Diz a doutrina -e confirma a
jurisprudência do Superior Tribunal de Justiça (STJ) -que a responsabilização
civil exige a existência do dano. O dever de indenizar existe na medida da
extensão do dano, que deve ser certo (possível, real, aferível). Mas até que
ponto a jurisprudência afasta esse requisito de certeza e admite a
possibilidade de reparação do dano meramente presumido?
O dano moral é aquele que
afeta a personalidade e, de alguma forma, ofende a moral e a dignidade da
pessoa. Doutrinadores têm defendido que o prejuízo moral que alguém diz ter
sofrido é provado in re ipsa (pela força dos próprios fatos). Pela dimensão do
fato, é impossível deixar de imaginar em determinados casos que o prejuízo
aconteceu -por exemplo, quando se perde um filho.
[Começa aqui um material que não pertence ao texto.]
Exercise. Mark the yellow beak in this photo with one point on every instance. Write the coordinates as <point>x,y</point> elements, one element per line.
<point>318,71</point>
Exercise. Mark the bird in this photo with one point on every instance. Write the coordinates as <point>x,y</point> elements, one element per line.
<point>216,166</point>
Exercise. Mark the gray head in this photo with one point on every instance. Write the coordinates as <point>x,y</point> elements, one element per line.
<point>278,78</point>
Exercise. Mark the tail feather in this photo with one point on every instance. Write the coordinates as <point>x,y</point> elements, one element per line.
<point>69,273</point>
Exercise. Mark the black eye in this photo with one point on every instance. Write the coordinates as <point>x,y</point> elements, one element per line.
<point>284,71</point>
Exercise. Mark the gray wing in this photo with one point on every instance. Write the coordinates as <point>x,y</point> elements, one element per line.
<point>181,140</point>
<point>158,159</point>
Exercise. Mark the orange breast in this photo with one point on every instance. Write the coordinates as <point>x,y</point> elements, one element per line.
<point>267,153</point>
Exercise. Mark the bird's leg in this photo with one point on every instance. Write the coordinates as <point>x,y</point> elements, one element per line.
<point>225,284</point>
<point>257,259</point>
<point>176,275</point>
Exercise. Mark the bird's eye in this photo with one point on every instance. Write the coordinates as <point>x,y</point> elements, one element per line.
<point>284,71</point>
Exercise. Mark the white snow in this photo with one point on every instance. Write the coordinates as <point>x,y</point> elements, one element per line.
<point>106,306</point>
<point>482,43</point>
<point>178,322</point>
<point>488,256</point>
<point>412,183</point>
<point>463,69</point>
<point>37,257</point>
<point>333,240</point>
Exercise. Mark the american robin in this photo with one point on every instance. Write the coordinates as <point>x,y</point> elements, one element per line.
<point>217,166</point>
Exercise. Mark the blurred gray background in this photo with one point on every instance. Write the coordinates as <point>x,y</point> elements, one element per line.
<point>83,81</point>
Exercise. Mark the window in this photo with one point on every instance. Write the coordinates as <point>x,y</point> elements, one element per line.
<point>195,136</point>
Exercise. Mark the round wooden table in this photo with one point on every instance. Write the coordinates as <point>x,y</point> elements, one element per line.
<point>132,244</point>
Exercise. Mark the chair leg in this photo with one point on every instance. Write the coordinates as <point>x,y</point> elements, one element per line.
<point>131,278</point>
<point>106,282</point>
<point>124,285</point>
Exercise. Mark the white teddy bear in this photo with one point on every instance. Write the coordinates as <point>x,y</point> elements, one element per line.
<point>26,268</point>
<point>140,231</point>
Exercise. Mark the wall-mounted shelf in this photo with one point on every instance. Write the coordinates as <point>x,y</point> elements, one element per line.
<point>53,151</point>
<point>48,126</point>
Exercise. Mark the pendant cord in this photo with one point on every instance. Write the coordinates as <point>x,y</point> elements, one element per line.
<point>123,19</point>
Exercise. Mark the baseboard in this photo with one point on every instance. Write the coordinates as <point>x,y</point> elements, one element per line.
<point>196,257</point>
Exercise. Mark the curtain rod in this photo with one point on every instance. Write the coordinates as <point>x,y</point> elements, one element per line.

No entanto, a jurisprudência
não tem mais considerado este um caráter absoluto. Em 2008, ao decidir sobre a
responsabilidade do estado por suposto dano moral a uma pessoa denunciada por
um crime e posteriormente inocentada, a Primeira Turma entendeu que, para que
"se viabilize pedido de reparação, é necessário que o dano moral seja
comprovado mediante demonstração cabal de que a instauração do procedimento se
deu de forma injusta, despropositada, e de má-fé" (REsp 969.097).
Em outro caso, julgado em
2003, a Terceira Turma entendeu que, para que se viabilize pedido de reparação
fundado na abertura de inquérito policial, é necessário que o dano moral seja
comprovado.
A prova, de acordo com o
relator, ministro Castro Filho, surgiria da "demonstração cabal de que a
instauração do procedimento, posteriormente arquivado, se deu de forma injusta
e despropositada, refletindo na vida pessoal do autor, acarretando-lhe, além
dos aborrecimentos naturais, dano concreto, seja em face de suas relações
profissionais e sociais, seja em face de suas relações familiares" (REsp
494.867).
1 - Cadastro de inadimplentes
No caso do dano in re ipsa ,
não é necessária a apresentação de provas que demonstrem a ofensa moral da
pessoa. O próprio fato já configura o dano. Uma das hipóteses é o dano
provocado pela inserção de nome de forma indevida em cadastro de inadimplentes.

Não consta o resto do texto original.